New Hungarian clubs push limits of reform

The spectator stood up and asked a blunt question. ``Why should a taxi driver have to pass a competence test and not the leaders of the country?''

The speaker on stage did not flinch.

``You are right,'' he answered. He outlined some ideas for independent associations, independent courts, and contested elections. ``We must have a new system which controls the power.''

This week's discussion in the Jurta Theatre marked one important step toward that ambitious goal.

It was organized by the Embankment Club, a discussion group that resumed activity this February after being banned for two years.

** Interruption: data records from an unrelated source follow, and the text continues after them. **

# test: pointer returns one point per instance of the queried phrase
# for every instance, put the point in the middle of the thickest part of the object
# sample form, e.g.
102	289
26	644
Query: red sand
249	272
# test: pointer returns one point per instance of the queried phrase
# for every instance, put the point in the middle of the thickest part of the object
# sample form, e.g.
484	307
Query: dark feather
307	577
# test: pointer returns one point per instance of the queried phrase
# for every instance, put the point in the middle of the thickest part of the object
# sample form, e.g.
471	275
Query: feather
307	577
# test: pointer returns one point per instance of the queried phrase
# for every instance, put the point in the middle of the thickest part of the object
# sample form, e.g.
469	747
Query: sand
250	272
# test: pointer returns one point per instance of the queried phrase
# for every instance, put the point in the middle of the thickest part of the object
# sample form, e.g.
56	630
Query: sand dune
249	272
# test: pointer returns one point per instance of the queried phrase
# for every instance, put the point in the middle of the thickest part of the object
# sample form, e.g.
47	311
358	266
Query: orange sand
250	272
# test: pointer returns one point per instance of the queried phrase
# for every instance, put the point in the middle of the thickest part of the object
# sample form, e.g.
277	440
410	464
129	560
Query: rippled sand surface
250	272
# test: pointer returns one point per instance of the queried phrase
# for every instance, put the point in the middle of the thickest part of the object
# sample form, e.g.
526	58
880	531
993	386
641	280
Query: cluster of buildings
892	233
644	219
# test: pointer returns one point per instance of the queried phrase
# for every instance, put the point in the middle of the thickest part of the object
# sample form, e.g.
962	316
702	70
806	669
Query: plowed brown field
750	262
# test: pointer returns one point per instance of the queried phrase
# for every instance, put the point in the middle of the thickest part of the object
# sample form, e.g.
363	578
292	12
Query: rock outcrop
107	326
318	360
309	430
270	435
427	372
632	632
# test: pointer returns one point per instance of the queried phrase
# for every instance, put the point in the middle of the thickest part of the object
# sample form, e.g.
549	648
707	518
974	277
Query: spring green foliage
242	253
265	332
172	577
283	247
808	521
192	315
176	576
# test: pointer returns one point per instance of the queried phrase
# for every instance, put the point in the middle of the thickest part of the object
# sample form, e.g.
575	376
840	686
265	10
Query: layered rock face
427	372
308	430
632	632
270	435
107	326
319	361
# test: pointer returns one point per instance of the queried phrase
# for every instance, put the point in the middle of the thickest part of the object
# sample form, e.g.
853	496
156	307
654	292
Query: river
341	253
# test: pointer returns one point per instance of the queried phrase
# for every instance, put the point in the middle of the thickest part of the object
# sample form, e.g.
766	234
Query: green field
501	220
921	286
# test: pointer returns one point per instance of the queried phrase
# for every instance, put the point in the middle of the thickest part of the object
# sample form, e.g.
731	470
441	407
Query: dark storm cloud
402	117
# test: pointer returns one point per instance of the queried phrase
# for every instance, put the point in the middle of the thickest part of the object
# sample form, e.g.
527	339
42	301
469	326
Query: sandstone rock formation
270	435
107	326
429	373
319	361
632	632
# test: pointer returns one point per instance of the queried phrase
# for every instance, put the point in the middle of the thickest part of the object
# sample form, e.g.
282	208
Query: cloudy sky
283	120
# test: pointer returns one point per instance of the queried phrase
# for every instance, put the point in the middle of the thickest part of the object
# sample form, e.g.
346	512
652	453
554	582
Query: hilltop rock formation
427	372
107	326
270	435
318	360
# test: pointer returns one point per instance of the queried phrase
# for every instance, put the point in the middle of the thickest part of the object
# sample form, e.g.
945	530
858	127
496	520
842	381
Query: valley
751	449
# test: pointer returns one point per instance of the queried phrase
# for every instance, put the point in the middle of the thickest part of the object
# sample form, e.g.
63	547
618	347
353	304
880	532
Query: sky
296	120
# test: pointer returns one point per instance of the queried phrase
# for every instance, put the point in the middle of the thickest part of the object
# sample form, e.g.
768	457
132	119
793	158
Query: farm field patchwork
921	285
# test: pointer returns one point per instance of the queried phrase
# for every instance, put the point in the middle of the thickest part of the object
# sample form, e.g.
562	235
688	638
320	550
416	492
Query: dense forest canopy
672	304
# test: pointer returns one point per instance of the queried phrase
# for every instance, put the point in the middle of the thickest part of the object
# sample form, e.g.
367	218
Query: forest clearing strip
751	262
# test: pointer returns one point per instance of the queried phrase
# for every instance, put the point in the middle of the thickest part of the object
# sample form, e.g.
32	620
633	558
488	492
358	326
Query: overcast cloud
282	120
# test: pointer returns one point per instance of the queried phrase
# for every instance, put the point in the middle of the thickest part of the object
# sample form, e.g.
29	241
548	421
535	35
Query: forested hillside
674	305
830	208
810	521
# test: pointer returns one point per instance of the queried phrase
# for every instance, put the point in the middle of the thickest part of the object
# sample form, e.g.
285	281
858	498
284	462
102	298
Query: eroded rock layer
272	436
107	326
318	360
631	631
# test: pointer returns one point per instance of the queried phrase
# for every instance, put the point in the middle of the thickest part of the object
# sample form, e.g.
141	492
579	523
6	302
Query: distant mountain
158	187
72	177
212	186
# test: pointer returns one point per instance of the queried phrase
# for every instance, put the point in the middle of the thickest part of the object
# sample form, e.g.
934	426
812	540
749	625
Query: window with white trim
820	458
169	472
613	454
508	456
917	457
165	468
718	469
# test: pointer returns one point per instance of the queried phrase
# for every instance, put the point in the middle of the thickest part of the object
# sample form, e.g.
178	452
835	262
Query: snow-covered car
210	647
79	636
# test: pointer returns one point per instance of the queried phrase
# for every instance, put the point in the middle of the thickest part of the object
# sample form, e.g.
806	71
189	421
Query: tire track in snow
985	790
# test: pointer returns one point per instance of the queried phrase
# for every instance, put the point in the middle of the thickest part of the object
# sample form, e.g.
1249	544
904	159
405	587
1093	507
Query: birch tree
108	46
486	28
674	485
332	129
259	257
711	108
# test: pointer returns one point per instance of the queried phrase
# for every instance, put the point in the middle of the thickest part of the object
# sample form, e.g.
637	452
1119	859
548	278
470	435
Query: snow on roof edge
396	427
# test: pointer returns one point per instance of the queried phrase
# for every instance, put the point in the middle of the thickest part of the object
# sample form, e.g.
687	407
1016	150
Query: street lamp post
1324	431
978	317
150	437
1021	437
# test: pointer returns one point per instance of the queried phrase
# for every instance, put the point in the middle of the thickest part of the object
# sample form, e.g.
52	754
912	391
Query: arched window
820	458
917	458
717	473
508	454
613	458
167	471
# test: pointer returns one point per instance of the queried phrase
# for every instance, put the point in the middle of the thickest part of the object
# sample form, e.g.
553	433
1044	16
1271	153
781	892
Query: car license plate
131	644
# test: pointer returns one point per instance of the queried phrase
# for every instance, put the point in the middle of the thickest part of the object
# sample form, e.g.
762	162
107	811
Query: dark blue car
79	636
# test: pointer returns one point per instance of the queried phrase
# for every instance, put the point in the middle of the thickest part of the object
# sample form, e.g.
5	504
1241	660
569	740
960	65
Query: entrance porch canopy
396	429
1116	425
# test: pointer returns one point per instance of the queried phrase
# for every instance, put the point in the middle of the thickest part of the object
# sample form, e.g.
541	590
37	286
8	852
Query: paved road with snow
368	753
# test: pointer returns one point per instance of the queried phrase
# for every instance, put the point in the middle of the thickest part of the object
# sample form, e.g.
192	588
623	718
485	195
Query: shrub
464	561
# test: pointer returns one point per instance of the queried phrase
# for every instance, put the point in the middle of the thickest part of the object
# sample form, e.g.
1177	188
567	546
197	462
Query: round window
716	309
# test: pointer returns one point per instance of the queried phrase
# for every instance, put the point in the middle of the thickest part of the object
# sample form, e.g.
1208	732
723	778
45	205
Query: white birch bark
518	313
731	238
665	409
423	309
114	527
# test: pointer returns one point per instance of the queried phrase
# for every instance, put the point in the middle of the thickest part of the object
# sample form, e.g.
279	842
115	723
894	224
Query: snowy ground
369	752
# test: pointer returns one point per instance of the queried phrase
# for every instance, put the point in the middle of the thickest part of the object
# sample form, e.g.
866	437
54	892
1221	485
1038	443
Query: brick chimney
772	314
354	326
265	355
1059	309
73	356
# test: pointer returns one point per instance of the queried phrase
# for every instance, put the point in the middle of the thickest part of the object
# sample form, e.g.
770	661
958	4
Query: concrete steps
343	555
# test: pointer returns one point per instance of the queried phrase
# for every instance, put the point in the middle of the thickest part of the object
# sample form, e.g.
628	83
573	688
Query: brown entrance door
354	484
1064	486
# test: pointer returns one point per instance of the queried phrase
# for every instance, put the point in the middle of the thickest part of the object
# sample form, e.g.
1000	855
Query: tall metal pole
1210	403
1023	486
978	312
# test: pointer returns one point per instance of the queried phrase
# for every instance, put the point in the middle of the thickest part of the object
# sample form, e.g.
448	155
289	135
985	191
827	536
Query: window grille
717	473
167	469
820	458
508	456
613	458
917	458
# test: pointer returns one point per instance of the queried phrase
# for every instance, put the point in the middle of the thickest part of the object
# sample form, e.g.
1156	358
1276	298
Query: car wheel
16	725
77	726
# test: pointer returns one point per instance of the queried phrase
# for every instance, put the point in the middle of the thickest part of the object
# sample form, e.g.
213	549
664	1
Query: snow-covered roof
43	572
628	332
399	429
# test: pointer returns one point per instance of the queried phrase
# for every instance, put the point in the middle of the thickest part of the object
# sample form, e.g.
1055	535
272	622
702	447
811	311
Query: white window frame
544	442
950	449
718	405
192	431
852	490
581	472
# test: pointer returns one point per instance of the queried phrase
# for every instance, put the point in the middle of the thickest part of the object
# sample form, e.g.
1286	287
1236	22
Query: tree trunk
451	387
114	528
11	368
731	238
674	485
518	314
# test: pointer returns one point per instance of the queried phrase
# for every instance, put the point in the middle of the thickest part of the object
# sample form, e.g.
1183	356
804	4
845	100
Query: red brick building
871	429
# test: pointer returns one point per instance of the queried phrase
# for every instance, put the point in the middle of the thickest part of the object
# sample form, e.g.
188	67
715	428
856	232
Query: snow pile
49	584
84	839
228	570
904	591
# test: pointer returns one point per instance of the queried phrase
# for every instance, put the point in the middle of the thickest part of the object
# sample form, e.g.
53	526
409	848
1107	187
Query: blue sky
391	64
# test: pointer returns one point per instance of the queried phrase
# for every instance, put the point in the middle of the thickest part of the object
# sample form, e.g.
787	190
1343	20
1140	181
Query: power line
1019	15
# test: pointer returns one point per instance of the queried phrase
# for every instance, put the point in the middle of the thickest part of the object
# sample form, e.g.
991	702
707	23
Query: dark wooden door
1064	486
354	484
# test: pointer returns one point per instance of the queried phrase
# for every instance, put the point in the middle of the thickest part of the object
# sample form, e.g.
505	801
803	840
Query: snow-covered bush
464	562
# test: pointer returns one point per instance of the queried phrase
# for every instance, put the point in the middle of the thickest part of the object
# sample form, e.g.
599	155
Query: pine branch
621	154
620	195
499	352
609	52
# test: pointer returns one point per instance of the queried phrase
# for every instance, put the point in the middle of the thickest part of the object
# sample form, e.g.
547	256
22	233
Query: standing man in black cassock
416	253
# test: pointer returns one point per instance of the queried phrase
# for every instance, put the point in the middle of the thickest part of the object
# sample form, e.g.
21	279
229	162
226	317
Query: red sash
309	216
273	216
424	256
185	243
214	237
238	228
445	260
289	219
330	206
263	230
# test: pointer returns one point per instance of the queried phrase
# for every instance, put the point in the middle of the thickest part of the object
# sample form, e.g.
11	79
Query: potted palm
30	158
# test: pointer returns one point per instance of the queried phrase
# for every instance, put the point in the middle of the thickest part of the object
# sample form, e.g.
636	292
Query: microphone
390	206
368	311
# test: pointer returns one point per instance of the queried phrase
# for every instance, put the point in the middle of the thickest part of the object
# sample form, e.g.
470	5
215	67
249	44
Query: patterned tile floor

``The government refused to recognize us, so we just recognized ourselves,'' says club leader Zoltan Bogardi. ``We are free and independent.''

At the club, nothing is off limits. Some provocative examples of lecture titles include ``Nationalism in East Europe,'' ``Hungary, a Country With Empty Pockets,'' and this week's ``Constitution and Democracy.''

In recent weeks, all sorts of similar clubs have sprouted.

Pacifists are pressing for the right to conscientious objection. Ecologists are urging an end to the construction of a dam over the Danube. Feminists are fighting for their rights, as are homosexuals and lesbians.

``It's a new phenomenon,'' says Mihaly Horvath, another Embankment Club leader. ``People just get together and say they are [a] club.''

Communist officials are divided on how to respond.

Hard-liners want to crack down, and police recently interrogated organizers of an independent student group.

Reformers encourage the process, saying that the clubs raise important issues which must be dealt with.

The dispute about clubs is sure to be at the center of today's Party Conference. One of the key reforms in the resolution before the conference is for a new law on Independent Associations.

If passed, the Embankment Club and others like it would become legal. Whatever happens, the Embankment activists are vowing not to give up.